A albumina plasmática é formada no fígado e a síntese destas proteínas é reduzida significativamente nas lesões hepáticas graves ou deficiências prolongadas de proteínas na dieta [31]. Os resultados obtidos, neste ensaio biológico, indicam que a própolis não alterou significativamente os níveis normais de proteína total e de albumina (Tabela 3), levando a crer que estas substâncias não ocasionaram danos ao organismo desses animais a ponto de alterar os níveis de proteínas no plasma sangüíneo dos mesmos.


Efeitos da própolis sobre o metabolismo mineral

O fósforo é, possivelmente, o elemento que desempenha o papel mais variado na química dos organismos vivos [34]. As funções, desse elemento, são mais conhecidas do que as de qualquer outro mineral, nos seres vivos. Ele combina, por exemplo, com o cálcio e carbonato para formar compostos que proporcionam rigidez aos ossos e dentes, tem função vital em muitos processos metabólicos, inclusive naqueles relacionados aos tampões nos líquidos corporais [31], além disso é parte indispensável da molécula que governa a vida (DNA) [35]. Um excesso relativo de fósforo em relação ao cálcio pode resultar em algumas situações bastante danosas. A ingestão desse elemento duas ou três vezes mais que a necessidade por longos períodos causará problemas severos, em razão das modificações no metabolismo do cálcio [34]. Níveis elevados de fósforo, no soro, são observados em: insuficiência renal, hipoparatiroidismo, raquitismo, síndrome de má absorção, ingestão de antiácidos (que ligam o fosfato ao intestino) e alcoolismo crônico (especialmente com doença hepática) etc [36].

Neste trabalho, nós conseguimos verificar que a própolis, na dosagem estudada, não alterou os níveis normais de fósforo no plasma dos animais (Tabela 4). Assim, pode­se afirmar, com segurança, que a própolis não ocasionou danos, ao organismo desses animais, que pudessem alterar a concentração de fósforo dos mesmos.

Mais de 40 a 50% do cálcio plasmático está sob a forma solúvel, ionizada, ao passo que 40 a 45% dele está ligado à proteína, principalmente em albumina e outras proteínas plasmáticas. O restante, 5%, forma complexo com elementos inorgânicos não ionizados, de acordo com o pH do sangue. O cálcio plasmático é fundamental para a coagulação sanguínea. Ele também é necessário, para a permeabilidade de membranas, a excitabilidade neuromuscular, a transmissão dos impulsos nervosos e a ativação de determinados sistemas enzimáticos. A redução, do cálcio sanguíneo, aumenta a irritabilidade do tecido nervoso. A hipocalcemia pode causar fraqueza cardíaca. A hipercalcemia diminui a atividade cardíaca gerando insuficiência da mesma [31].

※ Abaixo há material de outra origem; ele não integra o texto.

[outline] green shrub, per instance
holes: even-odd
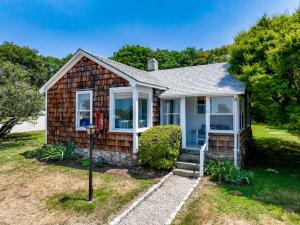
[[[253,172],[240,170],[230,161],[209,161],[204,172],[211,180],[229,184],[249,184],[254,180]]]
[[[175,125],[154,126],[142,133],[138,157],[142,165],[154,169],[172,169],[179,156],[181,128]]]
[[[89,159],[83,159],[83,160],[81,161],[81,165],[82,165],[83,167],[88,167],[88,166],[90,165],[90,160],[89,160]]]
[[[75,147],[76,147],[75,141],[69,140],[67,142],[65,153],[64,153],[64,159],[73,159],[77,156],[77,154],[74,152]]]
[[[62,145],[44,145],[39,151],[41,160],[62,161],[64,160],[65,149]]]

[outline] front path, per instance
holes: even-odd
[[[174,211],[186,200],[197,179],[171,175],[163,185],[148,196],[131,211],[120,224],[122,225],[161,225],[170,223]]]

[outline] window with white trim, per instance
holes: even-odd
[[[180,99],[162,100],[162,124],[180,125]]]
[[[133,92],[137,91],[136,99]],[[152,126],[152,89],[132,87],[110,88],[109,130],[111,132],[134,131],[134,102],[137,103],[136,132]]]
[[[233,130],[233,97],[210,98],[210,129]]]
[[[133,127],[132,119],[132,93],[114,93],[113,107],[114,126],[113,129],[131,130]]]
[[[146,128],[150,126],[150,99],[149,93],[139,92],[138,100],[138,114],[139,114],[139,124],[138,128]]]
[[[93,91],[76,92],[76,130],[85,130],[93,123]]]
[[[205,97],[199,96],[197,99],[197,107],[196,107],[196,115],[203,115],[205,114]]]

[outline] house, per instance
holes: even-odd
[[[85,127],[103,115],[95,157],[133,165],[139,135],[159,124],[182,128],[182,149],[241,163],[251,137],[249,94],[228,63],[142,71],[79,49],[41,88],[46,96],[46,142],[75,140],[87,154]]]

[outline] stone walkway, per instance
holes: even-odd
[[[170,217],[178,210],[197,179],[171,175],[163,185],[131,211],[122,225],[163,225],[170,223]]]

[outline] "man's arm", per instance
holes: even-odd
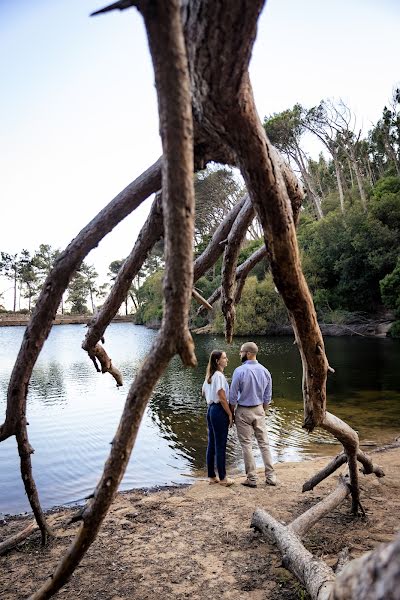
[[[268,405],[271,403],[271,398],[272,398],[272,377],[271,377],[271,375],[268,375],[268,383],[265,387],[264,396],[263,396],[264,410],[266,410]]]
[[[239,396],[239,385],[240,385],[240,373],[237,369],[233,371],[231,388],[229,390],[229,404],[231,405],[232,412],[235,410],[235,406]]]

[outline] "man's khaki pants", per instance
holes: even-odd
[[[256,483],[256,463],[252,452],[253,435],[256,436],[264,461],[265,476],[268,477],[274,472],[263,405],[259,404],[251,407],[238,405],[235,412],[235,424],[239,442],[242,446],[247,480]]]

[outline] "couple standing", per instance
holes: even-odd
[[[264,461],[265,479],[268,485],[276,485],[272,466],[265,409],[271,402],[272,378],[269,371],[257,361],[258,347],[246,342],[240,348],[242,365],[235,369],[231,389],[224,375],[228,364],[225,352],[213,350],[207,365],[202,393],[208,404],[207,469],[210,483],[230,486],[234,482],[226,476],[225,457],[228,428],[236,424],[242,446],[246,481],[242,485],[257,487],[256,464],[252,452],[255,435]],[[219,479],[215,474],[215,461]]]

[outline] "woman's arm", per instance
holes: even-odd
[[[224,409],[224,411],[226,412],[226,414],[229,417],[229,426],[231,426],[232,423],[233,423],[233,416],[232,416],[231,409],[229,408],[229,404],[228,404],[228,400],[226,398],[225,390],[220,389],[220,390],[218,390],[217,393],[218,393],[219,401],[221,402],[221,406],[222,406],[222,408]]]

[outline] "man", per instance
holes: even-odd
[[[235,415],[247,475],[242,485],[251,488],[257,487],[256,463],[252,452],[253,434],[264,461],[266,483],[277,484],[265,425],[265,409],[272,397],[272,378],[270,372],[258,362],[257,352],[258,347],[254,342],[242,345],[240,358],[243,364],[233,373],[229,393],[229,404]]]

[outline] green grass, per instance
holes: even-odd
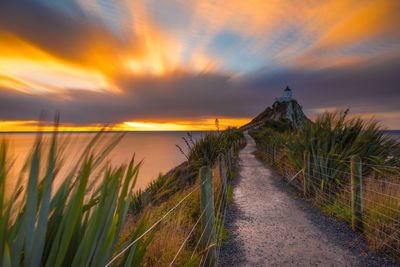
[[[346,222],[351,222],[351,208],[341,204],[339,201],[334,204],[326,201],[317,202],[317,206],[325,213],[340,218]]]
[[[233,201],[233,187],[230,184],[226,185],[226,199],[228,203]]]
[[[145,205],[144,201],[145,200],[143,199],[143,192],[139,189],[131,196],[129,211],[132,214],[138,214]]]

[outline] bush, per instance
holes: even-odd
[[[196,142],[185,140],[189,148],[188,160],[198,168],[213,166],[220,153],[226,153],[234,141],[243,138],[243,132],[237,128],[228,128],[225,131],[209,132]]]
[[[302,130],[279,132],[263,127],[250,133],[262,149],[275,145],[279,151],[284,151],[298,169],[303,168],[304,151],[308,151],[314,182],[327,189],[347,182],[341,173],[349,167],[353,155],[362,158],[366,166],[363,172],[368,175],[371,171],[390,171],[379,166],[394,166],[396,156],[393,153],[400,151],[399,143],[385,135],[377,122],[348,119],[348,110],[324,113],[315,122],[308,121]]]
[[[364,164],[387,165],[391,148],[398,145],[377,122],[347,119],[347,115],[348,111],[324,113],[315,123],[306,123],[303,130],[287,138],[287,152],[299,168],[303,152],[310,152],[312,175],[320,184],[344,182],[339,173],[348,168],[353,155],[362,158]],[[363,172],[367,174],[372,169],[385,171],[368,167]]]

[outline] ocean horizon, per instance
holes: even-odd
[[[83,148],[90,142],[96,132],[59,132],[60,143],[68,142],[68,151],[64,151],[63,158],[65,164],[62,171],[66,173],[70,167],[76,163],[76,155],[82,152]],[[102,136],[102,143],[107,143],[111,138],[116,137],[122,132],[105,132]],[[107,162],[112,166],[128,164],[132,156],[135,161],[143,160],[139,170],[136,189],[144,189],[156,179],[160,173],[166,173],[186,160],[177,146],[180,146],[185,153],[188,148],[183,137],[188,137],[187,133],[192,134],[196,140],[204,131],[137,131],[126,132],[122,140],[107,156]],[[43,132],[44,145],[49,145],[52,132]],[[15,159],[12,175],[17,175],[21,170],[25,159],[31,151],[36,139],[35,132],[29,133],[1,133],[0,140],[6,140],[9,144],[10,158]],[[100,145],[101,145],[100,144]],[[58,175],[59,177],[62,176]],[[10,185],[12,186],[12,185]]]

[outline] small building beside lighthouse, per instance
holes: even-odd
[[[283,97],[279,98],[279,102],[290,102],[292,100],[292,89],[289,86],[286,86],[286,89],[283,90]]]

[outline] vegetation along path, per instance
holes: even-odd
[[[220,266],[391,266],[345,223],[295,197],[295,190],[255,156],[245,133],[239,177]]]

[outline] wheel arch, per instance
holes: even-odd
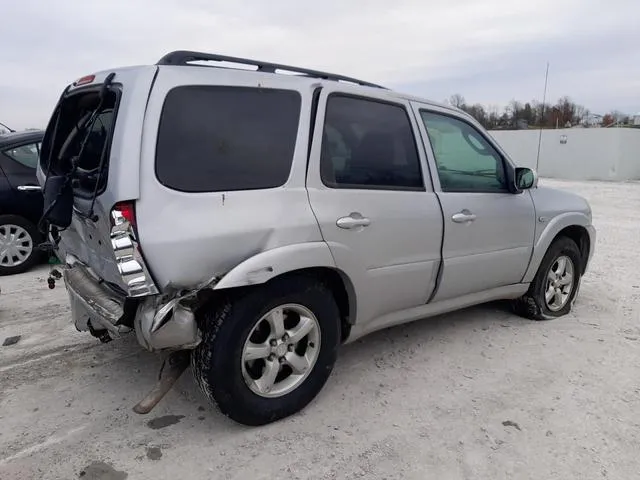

A Tabela 4 demonstra que os níveis normais, de cálcio, não foram alterados em decorrência da administração da própolis. As alterações apresentadas não se mostraram significativas pelo Teste de Dunnett (P<0,05). Além disso, a diferença nos níveis de cálcio, entre G1 e G2, já existia antes mesmo da administração da própolis.

Conclusão

Neste estudo, foi possível constatar que, nas condições testadas, a própolis não afetou o ganho de massa corporal e nem os metabolismos: mineral, lipídico, protéico e de carboidratos de coelhos saudáveis. Sendo assim, conclui­se que esta substância não apresentou toxicidade para os animais utilizados nesse estudo.

Agradecimentos

Agradecemos à CAPES pelo financiamento, a Adomar Jesus de Carvalho, pelo fornecimento da própolis, ao Professor Dejair Message, pelas sugestões ao trabalho, aos médicos veterinários Alexandre e Graciela, pela inestimável ajuda e especialmente à Universidade Federal de Viçosa por tornar possível a realização deste estudo.